Permanent decryption key: The decryption key received by Elcomsoft Explorer for WhatsApp is permanent and does not change if the user changes their Google Account password. The decryption key remains valid even after re-authenticating WhatsApp on a different device provided that the the same phone number and Google Account are used. The same key can be used to decrypt older backups created before the key was retrieved.
In order to generate the cryptographic key, Elcomsoft Explorer for WhatsApp attempts to register itself as a WhatsApp application. Once the tool sends the authentication request to the WhatsApp server, the server sends a verification code to the user’s registered phone number. This code must be entered to Elcomsoft Explorer for WhatsApp in order to generate the cryptographic key.
Note: Since WhatsApp is restricted to only running on a single device, receiving an authentication key deactivates the user’s existing WhatsApp instance. The user’s Android phone will no longer be able to send or receive WhatsApp messages after transferring WhatsApp registration to Elcomsoft Explorer for WhatsApp unless the user re-authenticates it again on their device. However, even after re-authentication, the cryptographic key will remain valid and usable.
How to Extract WhatsApp for Android Communication History from Google Drive
Follow these steps to extract a WhatsApp backup from the user’s Google Account.
- Launch Elcomsoft Explorer for WhatsApp.
- In Elcomsoft Explorer for WhatsApp, observe the two green icons “iOS” and “Android” located in the bottom left part of the main window. Click on the Android icon. (Refer to online manual)
- Click on the green Android icon again. Select “Download data from Google Drive” from the menu.
Note: you will not have to repeat the authentication process as Elcomsoft Explorer for WhatsApp will use cached credentials from the previous steps.
- If the user’s Google Account has two-factor authentication, you will be prompted for a code.
- Enter the 2FA code.
- The downloading process begins. If the Google Account has data for multiple devices and/or multiple backups, the process may take a while
- Once the download completes, you will see a message that warns that the data is encrypted.
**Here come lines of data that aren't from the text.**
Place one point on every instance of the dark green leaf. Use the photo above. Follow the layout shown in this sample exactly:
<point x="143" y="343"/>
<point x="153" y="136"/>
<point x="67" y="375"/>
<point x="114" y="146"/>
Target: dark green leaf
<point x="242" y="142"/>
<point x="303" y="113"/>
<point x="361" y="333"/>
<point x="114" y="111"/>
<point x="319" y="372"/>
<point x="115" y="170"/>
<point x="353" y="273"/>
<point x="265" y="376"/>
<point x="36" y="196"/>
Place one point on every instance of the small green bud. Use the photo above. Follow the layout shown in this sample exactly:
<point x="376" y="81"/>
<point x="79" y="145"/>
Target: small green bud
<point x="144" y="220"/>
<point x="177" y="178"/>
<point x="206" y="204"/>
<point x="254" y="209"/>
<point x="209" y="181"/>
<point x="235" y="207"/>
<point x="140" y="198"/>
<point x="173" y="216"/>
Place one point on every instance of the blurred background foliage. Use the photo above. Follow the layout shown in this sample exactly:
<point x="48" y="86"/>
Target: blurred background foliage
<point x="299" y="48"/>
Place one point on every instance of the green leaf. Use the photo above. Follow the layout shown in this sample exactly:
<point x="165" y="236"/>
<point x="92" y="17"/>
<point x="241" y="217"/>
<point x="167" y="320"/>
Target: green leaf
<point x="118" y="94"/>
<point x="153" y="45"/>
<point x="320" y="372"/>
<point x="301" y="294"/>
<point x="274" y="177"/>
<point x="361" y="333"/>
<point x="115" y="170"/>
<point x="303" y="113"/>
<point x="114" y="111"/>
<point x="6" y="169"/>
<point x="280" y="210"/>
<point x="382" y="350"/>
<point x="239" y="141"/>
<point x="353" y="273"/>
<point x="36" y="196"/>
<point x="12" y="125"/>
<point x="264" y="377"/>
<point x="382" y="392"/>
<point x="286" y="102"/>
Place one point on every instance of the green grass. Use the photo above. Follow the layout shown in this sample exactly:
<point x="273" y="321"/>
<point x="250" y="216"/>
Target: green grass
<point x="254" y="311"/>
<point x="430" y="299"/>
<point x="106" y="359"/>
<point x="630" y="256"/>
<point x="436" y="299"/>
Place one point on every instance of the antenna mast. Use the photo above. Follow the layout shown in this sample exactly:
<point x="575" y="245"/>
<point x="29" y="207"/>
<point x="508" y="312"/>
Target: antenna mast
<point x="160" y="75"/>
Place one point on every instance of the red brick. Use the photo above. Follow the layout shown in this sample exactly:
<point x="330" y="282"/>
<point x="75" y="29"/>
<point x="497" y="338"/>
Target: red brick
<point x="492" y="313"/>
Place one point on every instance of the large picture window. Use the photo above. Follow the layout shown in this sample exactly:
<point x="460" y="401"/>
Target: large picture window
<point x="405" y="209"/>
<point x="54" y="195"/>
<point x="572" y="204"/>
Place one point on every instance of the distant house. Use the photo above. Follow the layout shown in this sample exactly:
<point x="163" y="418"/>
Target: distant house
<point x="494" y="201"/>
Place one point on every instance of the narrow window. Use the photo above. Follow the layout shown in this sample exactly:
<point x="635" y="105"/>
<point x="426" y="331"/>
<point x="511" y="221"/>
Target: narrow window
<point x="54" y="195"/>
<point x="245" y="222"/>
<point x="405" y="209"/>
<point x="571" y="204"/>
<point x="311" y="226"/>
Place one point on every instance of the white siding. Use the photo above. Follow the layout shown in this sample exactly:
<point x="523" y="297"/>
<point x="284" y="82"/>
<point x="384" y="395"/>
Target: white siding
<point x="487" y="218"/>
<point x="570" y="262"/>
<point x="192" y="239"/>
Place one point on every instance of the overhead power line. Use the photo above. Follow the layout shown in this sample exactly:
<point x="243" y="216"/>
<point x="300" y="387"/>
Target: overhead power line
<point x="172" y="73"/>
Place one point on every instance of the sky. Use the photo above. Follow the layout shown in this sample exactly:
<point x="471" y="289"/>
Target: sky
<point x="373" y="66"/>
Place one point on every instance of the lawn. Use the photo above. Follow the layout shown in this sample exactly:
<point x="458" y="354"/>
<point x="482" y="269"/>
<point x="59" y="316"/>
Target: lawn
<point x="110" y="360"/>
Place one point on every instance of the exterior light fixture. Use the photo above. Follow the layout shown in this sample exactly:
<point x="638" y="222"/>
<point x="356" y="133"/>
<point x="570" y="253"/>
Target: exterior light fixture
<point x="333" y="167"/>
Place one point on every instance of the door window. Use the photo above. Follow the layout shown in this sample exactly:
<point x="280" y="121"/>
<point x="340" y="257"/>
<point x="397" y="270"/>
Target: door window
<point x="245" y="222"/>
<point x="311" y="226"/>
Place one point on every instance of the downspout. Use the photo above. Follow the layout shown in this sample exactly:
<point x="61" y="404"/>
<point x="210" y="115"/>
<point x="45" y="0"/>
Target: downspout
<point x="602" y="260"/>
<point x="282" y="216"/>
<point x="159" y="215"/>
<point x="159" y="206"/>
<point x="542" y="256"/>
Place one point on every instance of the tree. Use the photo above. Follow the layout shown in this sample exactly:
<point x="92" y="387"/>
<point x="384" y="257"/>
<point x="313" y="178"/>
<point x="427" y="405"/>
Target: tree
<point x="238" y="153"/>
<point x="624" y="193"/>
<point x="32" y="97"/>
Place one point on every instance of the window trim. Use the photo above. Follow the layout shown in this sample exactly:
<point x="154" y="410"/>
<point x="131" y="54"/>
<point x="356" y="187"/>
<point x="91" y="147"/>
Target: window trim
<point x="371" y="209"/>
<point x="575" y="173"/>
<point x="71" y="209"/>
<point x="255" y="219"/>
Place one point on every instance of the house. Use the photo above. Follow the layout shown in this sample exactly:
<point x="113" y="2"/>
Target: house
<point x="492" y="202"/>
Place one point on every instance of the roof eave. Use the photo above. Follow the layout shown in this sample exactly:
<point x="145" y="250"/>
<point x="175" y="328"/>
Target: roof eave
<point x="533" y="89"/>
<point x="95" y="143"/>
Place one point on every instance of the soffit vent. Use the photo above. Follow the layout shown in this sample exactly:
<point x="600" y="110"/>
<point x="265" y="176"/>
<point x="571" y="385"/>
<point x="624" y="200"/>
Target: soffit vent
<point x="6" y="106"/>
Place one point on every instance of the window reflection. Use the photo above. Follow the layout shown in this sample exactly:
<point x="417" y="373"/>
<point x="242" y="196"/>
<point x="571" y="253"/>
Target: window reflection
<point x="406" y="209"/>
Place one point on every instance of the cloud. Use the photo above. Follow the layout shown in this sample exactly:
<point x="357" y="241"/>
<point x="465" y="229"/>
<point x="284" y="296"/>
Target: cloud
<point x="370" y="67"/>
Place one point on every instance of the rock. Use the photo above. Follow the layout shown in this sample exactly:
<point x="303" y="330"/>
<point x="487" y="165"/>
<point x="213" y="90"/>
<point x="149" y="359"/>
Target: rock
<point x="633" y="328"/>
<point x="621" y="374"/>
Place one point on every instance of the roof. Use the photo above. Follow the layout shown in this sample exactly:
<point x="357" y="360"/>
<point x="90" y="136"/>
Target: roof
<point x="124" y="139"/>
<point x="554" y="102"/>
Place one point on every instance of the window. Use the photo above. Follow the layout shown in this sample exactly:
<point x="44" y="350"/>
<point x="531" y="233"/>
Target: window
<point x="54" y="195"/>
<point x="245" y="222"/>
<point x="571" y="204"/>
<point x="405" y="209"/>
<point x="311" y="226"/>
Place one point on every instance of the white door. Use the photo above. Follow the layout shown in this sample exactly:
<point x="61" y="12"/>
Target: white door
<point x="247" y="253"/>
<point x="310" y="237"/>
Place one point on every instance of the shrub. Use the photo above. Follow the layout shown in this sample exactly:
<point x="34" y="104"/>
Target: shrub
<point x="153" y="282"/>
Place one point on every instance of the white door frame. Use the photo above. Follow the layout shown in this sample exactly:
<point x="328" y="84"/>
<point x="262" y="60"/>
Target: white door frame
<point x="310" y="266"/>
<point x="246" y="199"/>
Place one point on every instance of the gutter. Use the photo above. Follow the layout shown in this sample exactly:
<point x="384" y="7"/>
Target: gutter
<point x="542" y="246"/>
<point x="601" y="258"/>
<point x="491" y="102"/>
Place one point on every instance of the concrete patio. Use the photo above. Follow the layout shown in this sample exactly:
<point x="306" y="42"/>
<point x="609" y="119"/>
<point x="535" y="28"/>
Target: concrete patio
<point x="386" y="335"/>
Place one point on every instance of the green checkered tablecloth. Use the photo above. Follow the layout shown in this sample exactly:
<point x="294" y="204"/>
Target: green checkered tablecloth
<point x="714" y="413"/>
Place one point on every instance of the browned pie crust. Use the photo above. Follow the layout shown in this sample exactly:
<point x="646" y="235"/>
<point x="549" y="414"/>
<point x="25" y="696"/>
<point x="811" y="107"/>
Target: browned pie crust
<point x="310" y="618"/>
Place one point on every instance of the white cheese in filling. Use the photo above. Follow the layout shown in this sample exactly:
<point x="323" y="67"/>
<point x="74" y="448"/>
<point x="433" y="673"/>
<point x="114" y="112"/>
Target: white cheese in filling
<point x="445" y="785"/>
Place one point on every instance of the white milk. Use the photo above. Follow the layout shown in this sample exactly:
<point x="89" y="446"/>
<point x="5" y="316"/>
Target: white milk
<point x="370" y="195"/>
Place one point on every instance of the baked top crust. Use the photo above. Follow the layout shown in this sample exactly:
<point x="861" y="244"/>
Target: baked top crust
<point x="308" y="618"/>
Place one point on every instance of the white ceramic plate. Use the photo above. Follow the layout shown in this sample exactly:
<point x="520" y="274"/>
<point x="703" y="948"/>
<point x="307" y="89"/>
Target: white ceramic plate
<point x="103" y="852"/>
- You can use the Decrypt option to instantly decrypt data. Alternatively, you may click Open to have data loaded into the viewer. At this time, you can only access media files; text conversations are still encrypted.
- If you attempt to access encrypted data, you will be prompted for a WhatsApp verification code.
- Click Send to request a code.
- The code will be delivered to the phone number. Enter the code into the “Verification code” box.
- Once the correct code is entered, the data is instantly decrypted. If you have other encrypted data, click on the lock sign to instantly decrypt. Newly downloaded data will be decrypted automatically.
WhatsApp remains one of the most reliable instant messaging services. Based on Whisper Systems communication protocols, its point-to-point communications remain securely protected even if someone manages to intercept them. Cloud backups remain one of the few vectors of attack allowing to remotely access WhatsApp communication history. If you have cloud backups enabled in WhatsApp and your phone is suddenly deregistered from your WhatsApp account, watch out as someone could have accessed your data. As always, we recommend activating two-factor authentication to protect your Google Account.